Appellante heeft bezwaar gemaakt tegen de hoogte van de hoofdsom. Evenals de rechtbank is de Raad van oordeel dat het Bericht Terugbetalen 2012 van 6 december 2012 wat betreft de verschuldigdheid van de hoofdsom niet is gericht op rechtsgevolg en in zoverre niet is aan te merken als een besluit in de zin van artikel 1:3 van de Awb. De verschuldigdheid van de hoofdsom vloeit namelijk voort uit eerder door de Minister genomen besluiten. Dat in het Bericht Terugbetalen 2012 niet expliciet is vermeld dat geen bezwaar gemaakt kan worden tegen de hoogte van de hoofdsom kan er in geen geval toe leiden dat, in afwijking van wat de wetgever dwingendrechtelijk heeft bepaald, bezwaar kan worden gemaakt tegen een beslissing die niet op zelfstandig rechtsgevolg is gericht.
4.3.
Appellante wordt niet gevolgd in haar stelling dat het haar niet kan worden verweten dat zij pas bezwaar heeft gemaakt tegen het Bericht Terugbetalen 2012 omdat zij eerst toen op de hoogte is geraakt van de daadwerkelijk bestaande schuld. Niet is gesteld dat de besluiten waardoor de schuld is ontstaan niet door appellante zijn ontvangen. Voorts wordt bijvoorbeeld in de onder 1.1 en 1.2 vermelde Berichten Terugbetalen 2010 reeds de op dat moment bestaande schuld vermeld. Het verschil tussen de schuldsaldi in de Berichten Terugbetalen 2010 en die in het Bericht Terugbetalen 2012 is slechts de in de tussentijd berekende rente.
4.4.
De rechtbank heeft in redelijkheid kunnen afzien van een proceskostenveroordeling in beroep nu het bestreden besluit en de door de Minister daaraan ten grondslag gelegde motivering in rechte stand houdt.
4.5.
Uit wat in 4.1 tot en met 4.4 is overwogen vloeit voort dat het hoger beroep niet slaagt, zodat de aangevallen uitspraak dient te worden bevestigd.

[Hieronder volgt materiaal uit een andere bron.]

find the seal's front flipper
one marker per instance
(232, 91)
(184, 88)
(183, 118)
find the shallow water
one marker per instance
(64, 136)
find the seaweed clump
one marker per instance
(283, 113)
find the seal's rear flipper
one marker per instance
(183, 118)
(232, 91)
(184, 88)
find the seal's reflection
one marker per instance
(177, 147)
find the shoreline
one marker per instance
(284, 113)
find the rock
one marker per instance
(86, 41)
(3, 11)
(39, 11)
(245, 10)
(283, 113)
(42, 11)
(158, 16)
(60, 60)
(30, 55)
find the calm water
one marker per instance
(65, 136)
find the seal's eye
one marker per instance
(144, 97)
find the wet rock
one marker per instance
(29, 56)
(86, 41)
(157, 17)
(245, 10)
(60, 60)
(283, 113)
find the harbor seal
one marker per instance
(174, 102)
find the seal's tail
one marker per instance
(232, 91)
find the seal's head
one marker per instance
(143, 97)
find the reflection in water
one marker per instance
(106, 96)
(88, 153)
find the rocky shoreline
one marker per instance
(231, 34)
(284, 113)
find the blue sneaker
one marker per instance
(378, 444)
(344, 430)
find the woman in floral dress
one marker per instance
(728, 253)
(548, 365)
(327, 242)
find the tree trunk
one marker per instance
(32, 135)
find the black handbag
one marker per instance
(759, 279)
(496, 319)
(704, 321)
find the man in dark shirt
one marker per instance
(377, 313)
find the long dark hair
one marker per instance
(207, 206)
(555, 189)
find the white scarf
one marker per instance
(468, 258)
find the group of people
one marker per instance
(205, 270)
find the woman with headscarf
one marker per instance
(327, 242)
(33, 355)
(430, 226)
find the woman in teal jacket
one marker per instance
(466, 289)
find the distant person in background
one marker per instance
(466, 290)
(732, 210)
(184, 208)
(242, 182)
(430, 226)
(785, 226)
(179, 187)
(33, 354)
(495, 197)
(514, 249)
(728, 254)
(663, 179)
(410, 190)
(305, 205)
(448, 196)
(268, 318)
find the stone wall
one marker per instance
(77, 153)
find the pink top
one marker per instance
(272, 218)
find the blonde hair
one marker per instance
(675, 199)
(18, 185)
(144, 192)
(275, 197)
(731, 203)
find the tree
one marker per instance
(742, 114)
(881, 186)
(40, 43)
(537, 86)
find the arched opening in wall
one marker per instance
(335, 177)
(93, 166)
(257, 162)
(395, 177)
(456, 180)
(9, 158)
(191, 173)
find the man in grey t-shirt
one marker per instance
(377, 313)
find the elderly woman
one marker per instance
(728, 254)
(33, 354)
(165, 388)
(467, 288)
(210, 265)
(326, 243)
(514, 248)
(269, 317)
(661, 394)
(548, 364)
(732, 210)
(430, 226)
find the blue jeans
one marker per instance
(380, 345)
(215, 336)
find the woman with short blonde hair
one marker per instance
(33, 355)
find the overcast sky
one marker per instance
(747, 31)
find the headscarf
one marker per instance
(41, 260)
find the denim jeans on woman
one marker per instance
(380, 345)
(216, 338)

5. Er bestaat voorts geen aanleiding voor een proceskostenveroordeling in hoger beroep.

BESLISSING

De Centrale Raad van Beroep bevestigt de aangevallen uitspraak.
Deze uitspraak is gedaan door J. Brand, in tegenwoordigheid van K. de Jong als griffier. De beslissing is uitgesproken in het openbaar op 5 november 2014.